1. M. A..., professeur d'éducation physique et sportive, a été affecté à Mayotte à la rentrée scolaire 2019-2020 après une année de stage à La Réunion. Le 9 septembre 2019, il a sollicité le versement de la première fraction de l'indemnité de sujétion géographique qu'il estimait lui être due, ce qui lui a été refusé par une décision implicite née du silence gardé par l'administration sur sa demande.
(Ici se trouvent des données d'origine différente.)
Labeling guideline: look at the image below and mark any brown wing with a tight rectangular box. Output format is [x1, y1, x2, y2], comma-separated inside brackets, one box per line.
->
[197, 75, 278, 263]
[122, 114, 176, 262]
Il a demandé l'annulation de cette décision au tribunal administratif de Mayotte qui, par une ordonnance n° 2000497 du 15 janvier 2021, a fait droit à cette demande et condamné l'Etat à lui verser les sommes dues au titre de la première fraction de l'indemnité de sujétion géographique, majorée des intérêts au taux légal à compter du 9 septembre 2019. Le 25 novembre 2021, M. A... a perçu la somme de 2 272,72 euros, correspondant à la première fraction de l'indemnité de sujétion géographique après prise en compte d'un abattement de 75% appliqué par le recteur de l'académie de Mayotte sur le fondement de l'article 7 du décret du 15 avril 2013 portant création d'une indemnité de sujétion géographique. L'intéressé a demandé l'annulation de la décision révélée par ce versement de limiter le montant de son indemnité de sujétion géographique au tribunal administratif de La Réunion qui a rejeté sa demande par une ordonnance n° 2200017 du 12 octobre 2023. Par une ordonnance n° 2203453 du 24 octobre 2023, le président de la 2ème chambre du tribunal administratif de Mayotte a constaté un non-lieu à statuer sur la demande d'exécution de l'ordonnance n° 2000497 du 15 janvier 2021 dont M. A... avait parallèlement saisi le tribunal administratif de Mayotte. M. A... relève appel de ces ordonnances par deux requêtes distinctes qui ont fait l'objet d'une instruction commune et qu'il y a lieu de joindre pour y statuer par un seul arrêt.

Sur la régularité de l'ordonnance n° 2200017 du tribunal administratif de La Réunion du 12 octobre 2023 :

2. Aux termes de l'article R. 222-1 du code de justice administrative : " Les présidents de tribunal administratif et de cour administrative d'appel, les premiers vice-présidents des tribunaux et des cours, le vice-président du tribunal administratif de Paris, les présidents de formation de jugement des tribunaux et des cours (...) peuvent, par ordonnance : (...) / 7° Rejeter, après l'expiration du délai de recours ou, lorsqu'un mémoire complémentaire a été annoncé, après la production de ce mémoire, les requêtes ne comportant que des moyens de légalité externe manifestement infondés, des moyens irrecevables, des moyens inopérants ou des moyens qui ne sont assortis que de faits manifestement insusceptibles de venir à leur soutien ou ne sont manifestement pas assortis des précisions permettant d'en apprécier le bien-fondé. (...) ".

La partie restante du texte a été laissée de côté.